Dash is running on http://127.0.0.1:8054/

Dash app running on http://127.0.0.1:8054/


Biggest takeaways:
* Queens much more industrial (e.g. transportation facilities are the most valuable buildings)
* Manhattan more corporate, a higher population (need for services) and tourism →  building offices, hospitals, hotels


### Borough Tax Groups: Avg. Market Values

In [None]:
import plotly.express as px
from jupyter_dash import JupyterDash
from dash import dcc
from dash import html
from pyspark.sql.functions import count
from dash.dependencies import Input, Output


boro_taxgroups = avg_market_value_by_tax_class.toPandas()

# Initialize Dash app
app5 = JupyterDash(__name__)

# Define borough_names options for dropdown
borough_names_options = [{'label': borough_name, 'value': borough_name} for borough_name in boro_taxgroups['borough_name'].unique()]

# Define layout of the app
app5.layout = html.Div([
    # Dropdown for borough_names filter
    dcc.Dropdown(
        id='borough-filter',
        options=borough_names_options,
        value=[],
        multi=True,
        placeholder='Select boroughs'
    ),
    # Chart
    dcc.Graph(id='bar-chart')
])

# Define callback for updating chart based on borough_names filter
@app5.callback(
    Output('bar-chart', 'figure'),
    [Input('borough-filter', 'value')]
)
def update_chart(borough_names):
    # Filter data based on selected borough_names
    filtered_df1 = boro_taxgroups[boro_taxgroups['borough_name'].isin(borough_names)]

    # Create Plotly visualization
    fig = px.bar(filtered_df1, x='TAXCLASS', y='avg_market_value_by_tax_class', color='borough_name', title='Borough Tax Groups: Avg.
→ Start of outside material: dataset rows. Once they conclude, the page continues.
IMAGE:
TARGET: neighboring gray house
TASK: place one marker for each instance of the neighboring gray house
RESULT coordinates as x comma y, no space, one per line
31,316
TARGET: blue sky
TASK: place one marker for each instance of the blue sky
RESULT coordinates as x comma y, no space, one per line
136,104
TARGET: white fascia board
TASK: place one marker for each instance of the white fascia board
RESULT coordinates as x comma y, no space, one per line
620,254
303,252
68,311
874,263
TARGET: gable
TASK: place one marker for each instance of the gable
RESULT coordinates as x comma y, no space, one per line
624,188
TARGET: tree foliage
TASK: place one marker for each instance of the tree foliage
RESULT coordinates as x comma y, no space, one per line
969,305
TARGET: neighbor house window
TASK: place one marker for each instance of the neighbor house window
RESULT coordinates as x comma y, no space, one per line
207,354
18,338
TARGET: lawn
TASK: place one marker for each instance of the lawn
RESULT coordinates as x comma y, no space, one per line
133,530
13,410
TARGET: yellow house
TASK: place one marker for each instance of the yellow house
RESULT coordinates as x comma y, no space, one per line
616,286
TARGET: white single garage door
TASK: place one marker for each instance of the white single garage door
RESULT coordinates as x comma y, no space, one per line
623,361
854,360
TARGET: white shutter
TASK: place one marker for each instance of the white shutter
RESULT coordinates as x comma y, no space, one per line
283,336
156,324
Market Values')

    return fig

# Run Dash app
if __name__ == '__main__':
    app5.run_server(mode='external', port=8055)

Dash is running on http://127.0.0.1:8055/

Dash app running on http://127.0.0.1:8055/


### Relationship between Lot Area and Market Value



In [None]:
import plotly.express as px
import pandas as pd
import pyspark.sql.functions as F
from jupyter_dash import JupyterDash
from dash import dcc
from dash import html
from dash.dependencies import Input, Output

# Create a new column for the total lot area
df = df.withColumn("lotarea", F.col("ltfront") + F.col("ltdepth"))

lot_market = df.groupby('borough_name','lotarea').agg({'fullval': 'mean'}).toPandas()



app6 = JupyterDash(__name__)

# Define borough_names options for dropdown
borough_names_options = [{'label': borough_name, 'value': borough_name} for borough_name in lot_market ['borough_name'].unique()]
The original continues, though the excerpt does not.